Regarding the future, fresh fragrance will be a strong performer. “We’re seeking water fresh fragrances through fruits, flowers, and herbs that are hydroponically grown, and therefore exclude any influences that are found in the soil. This results in the most pure, fresh and clean fragrances,” she added.
The strongest trend areas she cited were freshness and fragrances reminiscent of indulgent, decadent pleasures. “We also see inspiration from the world of flavors, like juicy tropicals, watery fruits, zesty citruses and rich berries. In terms of fruit trends, there’s a trend toward healthy fruits, including blueberries, raspberries, pomegranate and acai berry, rich in antioxidants,” she said. Trends from flavors to health and wellness have made their way to both fine fragrance and home fragrance, providing a wide variety of choices.

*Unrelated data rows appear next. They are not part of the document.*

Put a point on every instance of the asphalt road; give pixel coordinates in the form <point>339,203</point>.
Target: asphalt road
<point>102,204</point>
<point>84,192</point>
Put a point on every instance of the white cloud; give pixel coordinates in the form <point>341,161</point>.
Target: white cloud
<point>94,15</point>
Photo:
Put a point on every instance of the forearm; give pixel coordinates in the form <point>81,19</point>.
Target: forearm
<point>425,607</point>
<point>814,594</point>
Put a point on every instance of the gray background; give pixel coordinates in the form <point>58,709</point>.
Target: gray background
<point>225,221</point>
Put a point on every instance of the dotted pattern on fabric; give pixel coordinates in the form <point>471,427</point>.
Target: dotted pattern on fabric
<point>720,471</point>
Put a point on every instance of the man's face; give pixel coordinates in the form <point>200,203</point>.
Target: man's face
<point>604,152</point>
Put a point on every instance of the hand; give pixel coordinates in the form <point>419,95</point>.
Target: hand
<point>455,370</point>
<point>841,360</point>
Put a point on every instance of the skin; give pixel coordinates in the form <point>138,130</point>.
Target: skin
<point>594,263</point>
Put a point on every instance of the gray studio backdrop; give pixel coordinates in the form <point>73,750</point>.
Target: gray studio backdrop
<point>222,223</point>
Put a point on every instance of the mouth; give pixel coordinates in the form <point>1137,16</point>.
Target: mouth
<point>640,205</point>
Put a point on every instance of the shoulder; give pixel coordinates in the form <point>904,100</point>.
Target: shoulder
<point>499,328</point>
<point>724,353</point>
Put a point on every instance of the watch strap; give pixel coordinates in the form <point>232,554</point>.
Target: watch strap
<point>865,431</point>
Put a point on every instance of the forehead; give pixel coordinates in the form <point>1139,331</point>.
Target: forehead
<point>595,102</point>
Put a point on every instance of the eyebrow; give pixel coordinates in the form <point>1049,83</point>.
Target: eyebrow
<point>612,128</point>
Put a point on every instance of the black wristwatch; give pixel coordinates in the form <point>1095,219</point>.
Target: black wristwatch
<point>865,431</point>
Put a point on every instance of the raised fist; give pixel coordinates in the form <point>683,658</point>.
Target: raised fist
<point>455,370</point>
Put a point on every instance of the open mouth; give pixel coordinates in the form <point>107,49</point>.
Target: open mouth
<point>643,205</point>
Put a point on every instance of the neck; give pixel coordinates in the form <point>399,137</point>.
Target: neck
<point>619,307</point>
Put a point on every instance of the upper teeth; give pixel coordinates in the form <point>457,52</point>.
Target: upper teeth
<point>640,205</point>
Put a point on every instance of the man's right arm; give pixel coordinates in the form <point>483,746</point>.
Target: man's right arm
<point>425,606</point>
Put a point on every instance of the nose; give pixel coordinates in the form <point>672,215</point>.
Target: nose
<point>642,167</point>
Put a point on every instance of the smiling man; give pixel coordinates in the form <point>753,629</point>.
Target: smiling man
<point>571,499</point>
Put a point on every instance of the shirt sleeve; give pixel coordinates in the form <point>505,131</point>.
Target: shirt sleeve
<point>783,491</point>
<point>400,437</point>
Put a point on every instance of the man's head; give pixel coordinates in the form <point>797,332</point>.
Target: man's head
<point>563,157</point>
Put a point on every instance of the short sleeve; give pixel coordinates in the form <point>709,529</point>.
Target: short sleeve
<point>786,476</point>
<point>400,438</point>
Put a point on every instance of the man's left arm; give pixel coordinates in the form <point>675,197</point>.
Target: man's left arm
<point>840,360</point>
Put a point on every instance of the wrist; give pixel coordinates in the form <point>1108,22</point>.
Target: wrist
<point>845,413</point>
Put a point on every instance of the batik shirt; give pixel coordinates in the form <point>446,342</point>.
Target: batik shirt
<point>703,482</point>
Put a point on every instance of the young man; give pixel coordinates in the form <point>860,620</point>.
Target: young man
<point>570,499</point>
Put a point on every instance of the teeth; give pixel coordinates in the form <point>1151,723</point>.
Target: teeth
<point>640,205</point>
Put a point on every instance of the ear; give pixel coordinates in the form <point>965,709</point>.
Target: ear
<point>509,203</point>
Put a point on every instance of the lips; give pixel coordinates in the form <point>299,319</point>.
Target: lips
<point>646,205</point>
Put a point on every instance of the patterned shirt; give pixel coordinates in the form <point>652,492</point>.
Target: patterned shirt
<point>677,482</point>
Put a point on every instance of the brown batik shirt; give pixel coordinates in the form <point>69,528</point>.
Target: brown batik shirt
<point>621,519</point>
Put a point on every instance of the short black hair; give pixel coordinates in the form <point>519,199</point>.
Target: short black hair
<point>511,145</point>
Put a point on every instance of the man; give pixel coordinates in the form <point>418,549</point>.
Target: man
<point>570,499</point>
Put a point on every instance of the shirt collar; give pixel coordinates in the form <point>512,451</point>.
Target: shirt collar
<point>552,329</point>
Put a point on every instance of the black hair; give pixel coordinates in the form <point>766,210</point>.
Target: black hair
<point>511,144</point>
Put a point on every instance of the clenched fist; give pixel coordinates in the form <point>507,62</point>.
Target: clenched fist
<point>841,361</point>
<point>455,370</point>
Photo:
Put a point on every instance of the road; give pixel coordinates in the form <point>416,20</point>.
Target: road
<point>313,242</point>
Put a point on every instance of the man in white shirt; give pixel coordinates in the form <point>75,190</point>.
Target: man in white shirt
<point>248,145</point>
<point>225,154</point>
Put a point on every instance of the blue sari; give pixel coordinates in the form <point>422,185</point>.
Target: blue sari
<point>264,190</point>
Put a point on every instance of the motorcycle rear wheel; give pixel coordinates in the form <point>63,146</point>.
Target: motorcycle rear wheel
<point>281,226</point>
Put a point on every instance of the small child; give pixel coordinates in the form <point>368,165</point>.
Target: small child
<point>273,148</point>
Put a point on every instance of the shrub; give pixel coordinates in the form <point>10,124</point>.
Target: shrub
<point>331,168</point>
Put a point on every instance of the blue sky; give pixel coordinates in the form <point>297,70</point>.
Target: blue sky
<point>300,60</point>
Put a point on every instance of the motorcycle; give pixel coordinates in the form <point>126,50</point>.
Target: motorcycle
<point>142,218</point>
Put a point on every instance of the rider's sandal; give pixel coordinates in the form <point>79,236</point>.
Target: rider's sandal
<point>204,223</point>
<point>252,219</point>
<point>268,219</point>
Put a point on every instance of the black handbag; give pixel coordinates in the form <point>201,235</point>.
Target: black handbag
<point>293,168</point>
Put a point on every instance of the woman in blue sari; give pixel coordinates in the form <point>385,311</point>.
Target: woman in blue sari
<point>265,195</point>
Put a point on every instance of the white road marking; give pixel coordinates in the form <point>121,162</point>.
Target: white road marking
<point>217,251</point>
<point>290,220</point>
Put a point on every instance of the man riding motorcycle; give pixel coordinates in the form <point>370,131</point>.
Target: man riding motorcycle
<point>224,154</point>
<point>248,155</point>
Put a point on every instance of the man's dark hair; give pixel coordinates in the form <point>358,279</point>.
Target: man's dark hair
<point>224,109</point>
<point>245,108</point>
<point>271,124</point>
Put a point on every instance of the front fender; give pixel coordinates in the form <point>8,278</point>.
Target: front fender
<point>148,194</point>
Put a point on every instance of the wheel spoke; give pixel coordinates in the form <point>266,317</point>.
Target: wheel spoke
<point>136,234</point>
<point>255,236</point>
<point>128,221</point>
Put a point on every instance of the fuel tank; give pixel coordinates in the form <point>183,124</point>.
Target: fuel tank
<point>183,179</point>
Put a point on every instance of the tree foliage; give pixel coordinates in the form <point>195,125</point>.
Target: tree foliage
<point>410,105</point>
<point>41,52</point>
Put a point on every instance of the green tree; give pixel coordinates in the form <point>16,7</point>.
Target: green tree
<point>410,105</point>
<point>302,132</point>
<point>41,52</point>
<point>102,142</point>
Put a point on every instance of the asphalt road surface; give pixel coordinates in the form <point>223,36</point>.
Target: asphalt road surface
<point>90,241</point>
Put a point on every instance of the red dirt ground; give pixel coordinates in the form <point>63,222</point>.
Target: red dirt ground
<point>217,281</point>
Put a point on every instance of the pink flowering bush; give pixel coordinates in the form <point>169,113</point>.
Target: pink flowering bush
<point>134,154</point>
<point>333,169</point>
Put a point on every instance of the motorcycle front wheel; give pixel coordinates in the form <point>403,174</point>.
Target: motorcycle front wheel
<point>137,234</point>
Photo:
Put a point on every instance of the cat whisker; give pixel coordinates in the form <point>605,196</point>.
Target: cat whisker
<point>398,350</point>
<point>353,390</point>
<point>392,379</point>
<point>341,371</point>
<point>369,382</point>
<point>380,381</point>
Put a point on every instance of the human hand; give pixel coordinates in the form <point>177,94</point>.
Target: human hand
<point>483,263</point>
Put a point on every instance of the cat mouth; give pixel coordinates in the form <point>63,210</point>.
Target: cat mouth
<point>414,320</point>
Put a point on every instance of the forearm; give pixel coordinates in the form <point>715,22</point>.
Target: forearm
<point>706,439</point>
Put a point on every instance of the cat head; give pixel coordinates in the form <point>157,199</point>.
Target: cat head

While consumers find unusual and culturally resonant fragrance options, perfumers and marketing professionals stay on-trend with ingredient selections, sourcing and the emotional stories they convey. According to Greg Weiss and Dave Niemera, perfumers with Firmenich, “There are several key factors considered in creating an air care fragrance. Primary importance is client and consumer knowledge. For example, for Yankee Candle, it is important to understand the Yankee consumer in terms of their expectations from a fragrance standpoint. In Yankee’s case, there’s an expectation of comfort and warmth across all their fragrances. For other clients, the expectation might be a literal translation of the fragrance name with high impact. So, creative development needs to translate these consumer expectations to the client across all fragrances.”
Technical construction is also important, as the fragrance must perform in synchronization with the technical application of the product, like a liquid electrical plug-in, a non-electric gel diffuser or an aerosol. “Evaporation rates of various components are considered, and compatibility of fragrance components with packaging components is also an important consideration. Duration of fragrance performance must be taken into account to meet specific product claims, as well,” added Weiss and Niemera.